Berbicara tentang moderasi beragama, Allah SWT telah berfirman dalam Al-quran surat al-Baqoroh ayat 143 menjelaskan pentingnya menjadi teladan umat Muhammad SAW sebagai sosok muslim yang beriman, berbuat baik, adil dan moderat dalam bertindak dan berfikir.
"Dan demikian (pula) Kami telah menjadikan kamu (umat Islam), umat yang adil dan pilihan agar kamu menjadi saksi atas (perbuatan) manusia dan agar Rasul (Muhammad) menjadi saksi atas (perbuatan) kamu. Dan Kami tidak menetapkan kiblat yang menjadi kiblatmu (sekarang) melainkan agar Kami mengetahui (supaya nyata) siapa yang mengikuti Rasul dan siapa yang membelot. Dan sungguh (pemindahan kiblat) itu terasa amat berat, kecuali bagi orang-orang yang telah diberi petunjuk oleh Allah; dan Allah tidak akan menyia-nyiakan imanmu. Sesungguhnya Allah Maha Pengasih lagi Maha Penyayang kepada manusia." (QS. Al-Baqoroh/2: 143)
Lafadz merupakan yang harus digaris bawahi maknanya. Penyelaman tafsir "wasathan" akan ditemukan kata kuncinya jikalau melihat definisi yang disampaikan oleh Imam Thobari dalam kitab tafsirnya. Bahwa kata "washat" mempunyai arti sesuatu yang berada diantara kedua kutub yang saling berlawanan. Dalam ayat tersebut Allah menjelaskan kata "washat" untuk mensifati sikap orang-orang muslim yang moderat dalam beragama. Tidak termasuk dari golongan yang berlebih-lebihan dalam beragama dan juga tidak termasuk dari golongan yang ceroboh beragama, sehingga meninggalkan sakralitas dari ajaran agama itu sendiri, dicontohkan seperti orang yahudi dahulu yang merubah isi dari kitab Allah.

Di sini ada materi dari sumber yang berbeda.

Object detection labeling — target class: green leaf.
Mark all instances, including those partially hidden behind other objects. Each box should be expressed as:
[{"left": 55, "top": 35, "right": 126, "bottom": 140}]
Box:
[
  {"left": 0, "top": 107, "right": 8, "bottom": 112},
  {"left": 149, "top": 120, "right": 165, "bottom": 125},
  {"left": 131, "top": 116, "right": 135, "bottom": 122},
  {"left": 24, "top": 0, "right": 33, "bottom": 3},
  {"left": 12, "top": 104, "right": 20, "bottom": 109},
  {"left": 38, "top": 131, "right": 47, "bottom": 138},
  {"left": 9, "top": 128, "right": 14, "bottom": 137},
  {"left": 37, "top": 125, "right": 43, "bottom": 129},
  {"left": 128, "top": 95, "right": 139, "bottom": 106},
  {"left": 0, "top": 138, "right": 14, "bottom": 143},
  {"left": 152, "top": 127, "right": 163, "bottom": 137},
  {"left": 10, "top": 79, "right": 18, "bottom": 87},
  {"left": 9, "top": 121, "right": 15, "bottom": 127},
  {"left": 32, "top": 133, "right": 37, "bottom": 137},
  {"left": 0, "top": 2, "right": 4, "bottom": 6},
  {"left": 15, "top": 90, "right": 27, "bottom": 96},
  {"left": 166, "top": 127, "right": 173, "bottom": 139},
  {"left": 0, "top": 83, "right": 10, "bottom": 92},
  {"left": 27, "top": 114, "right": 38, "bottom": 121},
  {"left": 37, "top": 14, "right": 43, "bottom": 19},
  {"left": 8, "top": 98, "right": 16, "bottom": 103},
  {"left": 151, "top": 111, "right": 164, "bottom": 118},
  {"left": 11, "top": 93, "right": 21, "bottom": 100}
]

Makna ummatan wasatan adalah umat moderat yang posisinya berada di tengah, agar dilihat oleh semua pihak dan dari segenap penjuru. Dengan menempatkan Islam sebagai posisi tengah agar tidak seperti umat yang hanyut oleh materialisme, tidak pula mengantarnya membumbung tinggi ke alam ruhani. Posisi tengah adalah memadukan aspek rohani dan jasmani, material dan spiritual dalam segala sikap dan aktivitas.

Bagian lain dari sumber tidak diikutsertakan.